The third paragraph of OPG's letter of intent declares that the letter is "solely an expression of intent subject to the execution of a formal contract," but goes on to state that by its issuance, OPG "formally authorizes" Lynchburg to initiate the placement of steel mill orders. (Pl.'s Mot., Ex. 3.) Based on this language, it is unclear whether the parties intended the letter to be binding. The Court concludes that the letter of intent is ambiguous and that parol evidence is admissible to explain the ambiguity.

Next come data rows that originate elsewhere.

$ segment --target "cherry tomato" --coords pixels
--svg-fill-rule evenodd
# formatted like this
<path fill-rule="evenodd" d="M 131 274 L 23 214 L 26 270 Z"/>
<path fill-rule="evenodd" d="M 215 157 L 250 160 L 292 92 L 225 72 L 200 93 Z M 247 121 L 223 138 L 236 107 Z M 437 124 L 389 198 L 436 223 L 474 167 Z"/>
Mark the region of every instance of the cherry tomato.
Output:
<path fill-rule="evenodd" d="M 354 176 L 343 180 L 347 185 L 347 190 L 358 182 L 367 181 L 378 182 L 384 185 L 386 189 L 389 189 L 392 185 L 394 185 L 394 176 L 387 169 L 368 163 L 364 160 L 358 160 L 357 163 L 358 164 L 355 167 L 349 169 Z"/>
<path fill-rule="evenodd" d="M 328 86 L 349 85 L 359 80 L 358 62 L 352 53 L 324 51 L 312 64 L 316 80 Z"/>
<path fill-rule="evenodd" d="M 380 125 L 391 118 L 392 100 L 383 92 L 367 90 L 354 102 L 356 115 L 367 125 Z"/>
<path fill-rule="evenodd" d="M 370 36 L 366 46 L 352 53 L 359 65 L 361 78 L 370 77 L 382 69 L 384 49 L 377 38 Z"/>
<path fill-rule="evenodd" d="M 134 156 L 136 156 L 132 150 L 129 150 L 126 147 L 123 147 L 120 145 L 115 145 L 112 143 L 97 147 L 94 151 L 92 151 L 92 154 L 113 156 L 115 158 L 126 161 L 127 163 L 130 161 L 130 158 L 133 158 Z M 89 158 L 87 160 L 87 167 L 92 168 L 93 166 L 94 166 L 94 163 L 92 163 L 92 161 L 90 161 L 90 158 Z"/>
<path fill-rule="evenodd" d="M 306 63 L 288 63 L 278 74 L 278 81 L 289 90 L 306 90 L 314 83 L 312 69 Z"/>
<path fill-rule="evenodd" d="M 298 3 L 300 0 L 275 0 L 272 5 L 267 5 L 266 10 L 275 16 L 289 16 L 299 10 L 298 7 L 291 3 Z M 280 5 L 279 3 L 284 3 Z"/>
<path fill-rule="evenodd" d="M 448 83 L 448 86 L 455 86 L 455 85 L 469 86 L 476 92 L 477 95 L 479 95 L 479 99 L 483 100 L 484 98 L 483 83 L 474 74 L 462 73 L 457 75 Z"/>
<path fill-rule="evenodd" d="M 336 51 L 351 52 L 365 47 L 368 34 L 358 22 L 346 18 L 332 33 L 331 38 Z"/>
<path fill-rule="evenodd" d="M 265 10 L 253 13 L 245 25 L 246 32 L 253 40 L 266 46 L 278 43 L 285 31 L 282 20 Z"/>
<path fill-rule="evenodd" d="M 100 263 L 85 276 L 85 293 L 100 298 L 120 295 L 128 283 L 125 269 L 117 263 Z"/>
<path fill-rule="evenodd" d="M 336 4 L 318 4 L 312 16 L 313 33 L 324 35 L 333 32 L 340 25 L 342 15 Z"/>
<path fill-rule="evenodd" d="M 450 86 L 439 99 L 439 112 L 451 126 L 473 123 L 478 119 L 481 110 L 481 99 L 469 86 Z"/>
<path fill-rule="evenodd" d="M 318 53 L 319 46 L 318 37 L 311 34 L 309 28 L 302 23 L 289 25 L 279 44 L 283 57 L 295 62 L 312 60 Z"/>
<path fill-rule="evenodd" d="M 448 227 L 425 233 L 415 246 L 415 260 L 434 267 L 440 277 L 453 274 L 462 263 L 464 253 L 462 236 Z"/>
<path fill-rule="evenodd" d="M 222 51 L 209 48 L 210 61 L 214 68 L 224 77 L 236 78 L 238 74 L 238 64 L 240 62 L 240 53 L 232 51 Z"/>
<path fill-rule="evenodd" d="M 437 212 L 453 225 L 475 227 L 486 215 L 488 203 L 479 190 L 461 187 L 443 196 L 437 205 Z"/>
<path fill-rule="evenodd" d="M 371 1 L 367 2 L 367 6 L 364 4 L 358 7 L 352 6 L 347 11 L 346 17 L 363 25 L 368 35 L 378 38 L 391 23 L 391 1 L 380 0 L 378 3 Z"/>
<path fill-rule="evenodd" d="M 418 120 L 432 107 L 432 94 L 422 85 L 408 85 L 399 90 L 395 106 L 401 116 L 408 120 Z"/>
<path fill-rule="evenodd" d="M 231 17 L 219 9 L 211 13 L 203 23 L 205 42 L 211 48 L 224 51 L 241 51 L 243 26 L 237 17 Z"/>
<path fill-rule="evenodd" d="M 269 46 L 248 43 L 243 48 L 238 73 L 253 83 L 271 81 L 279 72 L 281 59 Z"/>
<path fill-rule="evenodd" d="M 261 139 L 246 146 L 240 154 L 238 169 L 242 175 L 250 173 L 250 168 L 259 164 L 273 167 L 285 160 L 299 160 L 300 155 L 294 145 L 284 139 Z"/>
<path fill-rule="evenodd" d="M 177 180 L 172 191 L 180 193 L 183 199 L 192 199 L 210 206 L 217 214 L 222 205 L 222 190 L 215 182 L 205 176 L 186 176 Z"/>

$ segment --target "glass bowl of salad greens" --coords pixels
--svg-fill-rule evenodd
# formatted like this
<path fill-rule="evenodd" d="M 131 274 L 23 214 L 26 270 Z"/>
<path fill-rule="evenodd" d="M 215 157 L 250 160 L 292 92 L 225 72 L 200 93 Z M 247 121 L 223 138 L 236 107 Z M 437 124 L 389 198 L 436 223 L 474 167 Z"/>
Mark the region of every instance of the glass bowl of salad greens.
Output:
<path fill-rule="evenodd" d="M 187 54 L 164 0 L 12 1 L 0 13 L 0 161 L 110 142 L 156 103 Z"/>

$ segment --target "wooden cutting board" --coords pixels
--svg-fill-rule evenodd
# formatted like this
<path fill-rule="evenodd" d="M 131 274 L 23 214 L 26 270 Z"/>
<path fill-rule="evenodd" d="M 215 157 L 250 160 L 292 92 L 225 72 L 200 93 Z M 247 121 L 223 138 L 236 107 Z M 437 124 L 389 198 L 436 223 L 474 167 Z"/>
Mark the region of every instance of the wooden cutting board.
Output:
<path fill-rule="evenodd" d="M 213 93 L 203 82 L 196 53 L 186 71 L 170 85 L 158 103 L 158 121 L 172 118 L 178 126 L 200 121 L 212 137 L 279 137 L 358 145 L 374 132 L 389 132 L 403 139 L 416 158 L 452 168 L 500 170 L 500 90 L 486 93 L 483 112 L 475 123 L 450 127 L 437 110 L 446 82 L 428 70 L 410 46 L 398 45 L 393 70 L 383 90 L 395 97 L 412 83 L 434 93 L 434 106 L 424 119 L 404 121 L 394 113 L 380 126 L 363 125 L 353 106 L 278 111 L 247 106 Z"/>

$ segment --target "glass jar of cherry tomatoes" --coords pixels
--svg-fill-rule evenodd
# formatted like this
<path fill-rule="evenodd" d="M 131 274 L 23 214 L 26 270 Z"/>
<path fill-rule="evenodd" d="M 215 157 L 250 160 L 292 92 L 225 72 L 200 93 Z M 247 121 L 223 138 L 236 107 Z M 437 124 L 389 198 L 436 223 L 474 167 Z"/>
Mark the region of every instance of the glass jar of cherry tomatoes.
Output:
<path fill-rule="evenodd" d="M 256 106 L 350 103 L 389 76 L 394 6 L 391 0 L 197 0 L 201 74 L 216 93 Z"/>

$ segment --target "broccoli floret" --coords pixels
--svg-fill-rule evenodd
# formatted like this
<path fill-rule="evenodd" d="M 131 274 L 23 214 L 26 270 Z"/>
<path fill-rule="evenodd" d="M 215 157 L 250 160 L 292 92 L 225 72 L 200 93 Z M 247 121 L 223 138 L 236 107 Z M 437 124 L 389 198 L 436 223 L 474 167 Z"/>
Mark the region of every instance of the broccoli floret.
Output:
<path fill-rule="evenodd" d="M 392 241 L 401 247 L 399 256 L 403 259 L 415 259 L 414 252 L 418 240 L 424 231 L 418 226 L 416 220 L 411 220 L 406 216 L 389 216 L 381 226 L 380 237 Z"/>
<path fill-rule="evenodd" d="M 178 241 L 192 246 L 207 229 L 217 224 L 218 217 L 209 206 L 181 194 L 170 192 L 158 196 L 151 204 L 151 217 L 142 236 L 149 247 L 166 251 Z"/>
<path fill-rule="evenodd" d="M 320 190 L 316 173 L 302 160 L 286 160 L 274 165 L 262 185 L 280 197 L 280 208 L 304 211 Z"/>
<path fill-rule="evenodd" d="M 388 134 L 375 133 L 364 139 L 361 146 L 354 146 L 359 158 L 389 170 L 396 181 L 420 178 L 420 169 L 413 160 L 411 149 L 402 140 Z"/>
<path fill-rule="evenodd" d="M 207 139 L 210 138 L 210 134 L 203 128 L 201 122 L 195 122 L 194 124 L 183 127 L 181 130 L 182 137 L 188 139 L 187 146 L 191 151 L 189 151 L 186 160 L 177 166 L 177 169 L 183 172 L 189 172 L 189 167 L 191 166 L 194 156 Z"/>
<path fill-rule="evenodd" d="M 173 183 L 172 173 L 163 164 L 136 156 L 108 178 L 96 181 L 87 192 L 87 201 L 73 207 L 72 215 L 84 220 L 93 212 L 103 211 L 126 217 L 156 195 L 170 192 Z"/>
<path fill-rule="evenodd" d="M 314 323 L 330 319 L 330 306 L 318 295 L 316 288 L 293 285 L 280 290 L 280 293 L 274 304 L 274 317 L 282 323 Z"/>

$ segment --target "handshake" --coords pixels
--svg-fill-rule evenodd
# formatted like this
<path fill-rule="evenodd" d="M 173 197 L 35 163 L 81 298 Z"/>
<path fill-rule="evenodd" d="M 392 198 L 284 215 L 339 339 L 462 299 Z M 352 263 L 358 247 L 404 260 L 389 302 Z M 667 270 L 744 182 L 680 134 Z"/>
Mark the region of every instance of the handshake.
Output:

OPG points to parol evidence that it did not intend the letter of intent to be a binding contract and that the letter does not constitute a complete, enforceable agreement because the obtainment of financing for the Project was a condition precedent to payment. The evidence on this point is conflicting. Auerbach testified that he would not have signed the Proposed Contract unless financing had been obtained for the Project, and that before issuing the letter of intent to Lynchburg, he had engaged in discussions with Lynchburg's Paul Hudnall about financing as a precondition to payment. (Auerbach Dep. at 46:1-11, 95:2-7.) Thereafter, at the same deposition, Auerbach testified that he did not recall discussing with Lynchburg that payment for the steel was contingent upon financing, and that he did not "even remember having discussions with Paul Hudnall." (Id. at 113:12-15.) In light of this conflicting evidence, the questions of whether the letter of intent was binding and whether financing was a precondition to payment are properly left to the determination of the jury.

V. CONCLUSION

For the reasons stated above, plaintiff's motion for partial summary judgment is denied. An appropriate order follows.